I predicted last summer that if Michigan failed to protect reproductive rights, we'd lose folks with options. Voters here averted that future, but it might be Ohio's, now.

Nearly two-thirds of Michigan voters surveyed last fall by the Glengariff Group on behalf of the Detroit Regional Chamber, said that a state's social policies, including abortion and gay rights, would influence their decision to accept a job in that state. For women, it was 66.7%, and 51.7% of men. For voters between the ages of 30 and 39 — you know, seasoned, mid-career types — 73.8% said it was important. Just 38.4% said social policy wasn't a factor.

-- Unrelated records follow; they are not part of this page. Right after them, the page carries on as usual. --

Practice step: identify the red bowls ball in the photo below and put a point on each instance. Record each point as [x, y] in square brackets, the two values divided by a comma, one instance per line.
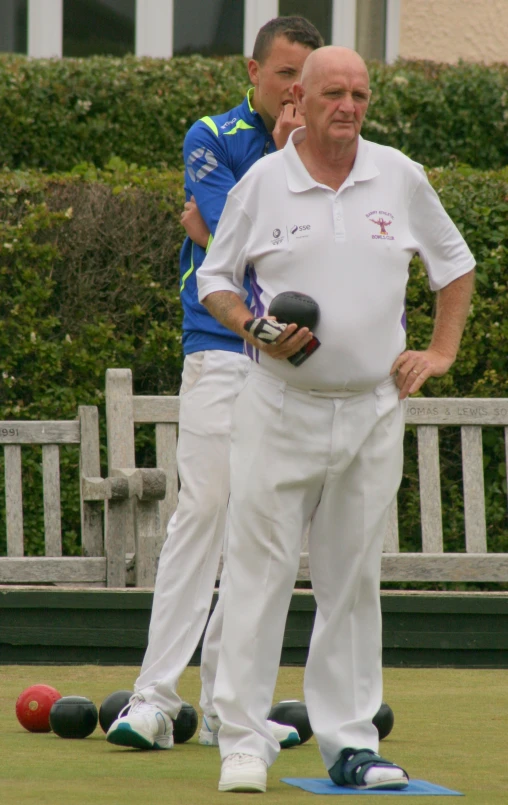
[33, 706]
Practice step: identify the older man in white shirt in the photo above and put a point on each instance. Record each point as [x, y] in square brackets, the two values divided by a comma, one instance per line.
[339, 219]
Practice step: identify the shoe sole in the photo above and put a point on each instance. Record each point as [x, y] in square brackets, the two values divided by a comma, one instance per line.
[124, 735]
[390, 785]
[207, 738]
[243, 787]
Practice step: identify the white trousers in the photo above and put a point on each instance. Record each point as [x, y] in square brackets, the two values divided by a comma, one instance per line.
[190, 556]
[338, 462]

So if Ohio's leaders fear their state's retrograde policies will drive more of their constituents into the Mitten State's embrace ... they might be right.

Michigan's advertisements in the Buckeye state have touted things like winter sports and summer boating. Maybe we should try "Michigan: OK To Be Gay!" "If You Seek A Pleasant Peninsula, Light Up." "Great Lakes, Great Times, Great Civil Rights." "Women Are People Here!"

We have a lot left to do here in Michigan. Detroit, where I live, struggles with all the challenges every major city has, and then some. We desperately need meaningful police reform. Conservative west Michigan local governments do not always make life comfortable for LGBTQ Michiganders or Michiganders of color.

Some suburban parents and school board members have targeted LGBTQ kids, demanding the removal of school library books featuring characters who represent them. Our reproductive rights and fair elections are protected by Whitmer, Nessel and Benson, all term-limited in 2026, and a slender legislative margin, just one seat each in the state House and Senate. The Michigan GOP is in disarray, led by a woman who believes that Cardi B and yoga are Satanic, and I have no idea what will happen in next year's elections.

I spend a lot of time worrying about all of that. Sometimes, I forget how much we've accomplished, and what it looks like from outside. From, say, Ohio.